PURPOSE: To compare temperature profile characteristics (on and off eye) of two patient-applied heat therapies for meibomian gland dysfunction (MGD): an eye mask containing disposable warming units (EyeGiene(®)) and a microwave-heated flaxseed eye bag(®) (MGDRx EyeBag(®)). METHODS: In vitro evaluation: surface temperature profiles of activated eye masks and heated eye bags(®) (both n=10), were tracked every 10s until return to ambient temperature. Heat-transfer assessment: outer and inner eyelid temperature profiles throughout the eye mask and eye bag(®) treatment application period (10min) were investigated in triplicate. The devices were applied for 12 different time intervals in a randomised order, with a cool-down period in between to ensure ocular temperatures returned to baseline. Temperature measurements were taken before and immediately after each application. RESULTS: In vitro evaluation: on profile, the eye bag(®) surface temperature peaked earlier (0±0 s vs. 100±20 s, p<0.001), cooled more slowly and displayed less variability than the eye mask (all p<0.05). Heat-transfer assessment: the eye bag(®) effected higher peak inner eyelid temperatures (38.1±0.4°C vs. 37.4±0.2°C, p=0.04), as well as larger inner eyelid temperature increases over the first 2 min, and between 9 and 10 min (all p<0.05). CONCLUSIONS: The eye bag(®) surface temperature profile displayed greater uniformity and slower cooling than the eye mask, and was demonstrated to be significantly more effective in raising ocular temperatures than the eye mask, both statistically and clinically. This has implications for MGD treatment, where the melting points of meibomian secretions are likely to be higher with increasing disease severity.

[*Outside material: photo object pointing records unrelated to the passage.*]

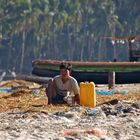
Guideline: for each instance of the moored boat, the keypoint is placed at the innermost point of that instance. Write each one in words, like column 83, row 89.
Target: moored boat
column 126, row 72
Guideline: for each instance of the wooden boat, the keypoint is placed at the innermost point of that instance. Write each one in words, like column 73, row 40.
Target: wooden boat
column 126, row 72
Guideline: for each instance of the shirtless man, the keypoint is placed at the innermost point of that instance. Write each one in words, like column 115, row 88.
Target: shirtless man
column 61, row 84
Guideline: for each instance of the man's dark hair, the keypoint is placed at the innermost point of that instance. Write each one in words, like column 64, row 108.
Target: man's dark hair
column 65, row 65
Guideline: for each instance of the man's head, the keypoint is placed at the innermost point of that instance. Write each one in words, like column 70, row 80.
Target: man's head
column 65, row 69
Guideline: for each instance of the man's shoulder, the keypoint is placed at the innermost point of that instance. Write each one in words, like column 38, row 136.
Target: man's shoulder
column 73, row 79
column 57, row 77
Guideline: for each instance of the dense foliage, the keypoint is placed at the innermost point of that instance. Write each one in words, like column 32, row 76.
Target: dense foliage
column 63, row 29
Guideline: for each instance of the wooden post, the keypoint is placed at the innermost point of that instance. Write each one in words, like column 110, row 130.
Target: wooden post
column 111, row 79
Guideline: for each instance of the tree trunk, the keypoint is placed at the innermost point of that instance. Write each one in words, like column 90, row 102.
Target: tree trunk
column 22, row 51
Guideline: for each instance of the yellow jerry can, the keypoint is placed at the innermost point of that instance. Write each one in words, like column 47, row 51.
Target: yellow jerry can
column 87, row 94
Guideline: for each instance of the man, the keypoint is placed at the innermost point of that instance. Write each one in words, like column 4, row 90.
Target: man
column 60, row 85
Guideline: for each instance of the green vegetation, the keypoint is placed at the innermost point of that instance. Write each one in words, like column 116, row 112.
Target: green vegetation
column 63, row 29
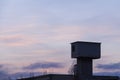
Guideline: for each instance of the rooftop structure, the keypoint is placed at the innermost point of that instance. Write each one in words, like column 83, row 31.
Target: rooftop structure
column 85, row 53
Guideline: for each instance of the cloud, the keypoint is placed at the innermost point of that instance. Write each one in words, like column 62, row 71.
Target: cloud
column 117, row 73
column 112, row 66
column 44, row 65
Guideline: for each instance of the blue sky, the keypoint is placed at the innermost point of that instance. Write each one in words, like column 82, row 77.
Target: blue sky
column 36, row 31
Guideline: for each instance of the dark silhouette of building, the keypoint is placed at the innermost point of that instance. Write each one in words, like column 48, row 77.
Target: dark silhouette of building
column 85, row 52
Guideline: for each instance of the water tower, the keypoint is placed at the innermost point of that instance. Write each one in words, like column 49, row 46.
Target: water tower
column 85, row 52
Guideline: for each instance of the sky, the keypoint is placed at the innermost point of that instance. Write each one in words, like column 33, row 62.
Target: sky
column 35, row 35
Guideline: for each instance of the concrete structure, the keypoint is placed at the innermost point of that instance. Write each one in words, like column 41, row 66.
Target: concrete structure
column 50, row 77
column 85, row 53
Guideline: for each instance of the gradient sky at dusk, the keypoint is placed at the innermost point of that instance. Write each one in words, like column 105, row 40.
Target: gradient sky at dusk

Comparison of Self-applied Heat Therapy for Meibomian Gland Dysfunction.

PURPOSE: To compare the effects on ocular temperature, lipid layer grade, tear film stability, and tear meniscus height after a single application of two commercially available warm compresses in mild-to-moderate dry eye and to report participant treatment preference. METHODS: Forty-one subjects with mild-to-moderate dry eye symptoms were enrolled in a randomized, paired-eye, investigator-masked trial. Heat was applied simultaneously to one eye (randomized) with a portable eye mask (EyeGiene) and to the contralateral eye with a microwave-heated flaxseed eye bag (MGDRx Eye Bag). Outer and inner eyelid temperatures, tear film lipid layer grade (LLG), and noninvasive tear film breakup time (NIBUT) were measured at baseline and immediately after 10 minutes of device application. RESULTS: Outer and inner eyelid temperatures, LLG, and NIBUT did not differ before treatment between eyes assigned to eye mask and eye bag therapy. All measurements were significantly increased from baseline, after warming with both devices (all p < 0.05). Outer and inner eyelid temperature changes were significantly greater with the eye bag than with the eye mask (outer eyelid, +3.5 ± 1.0°C vs. +2.4 ± 0.8°C; inner eyelid, +3.5 ± 1.0°C vs. +2.5 ± 0.9°C; all p < 0.001), although there was no significant difference in LLG and NIBUT improvement between treatments (all p > 0.05). A majority of subjects (78%) preferred the application of heat with the eye bag over the eye mask. CONCLUSIONS: Both the EyeGiene mask and the MGDRx Eye Bag are convenient eyelid warming devices that result in clinically and statistically significant increases in NIBUT and LLG in patients with mild-to-moderate dry eye symptoms. The MGDRx Eye Bag is more effective in raising ocular temperature and is the preferred treatment method among subjects.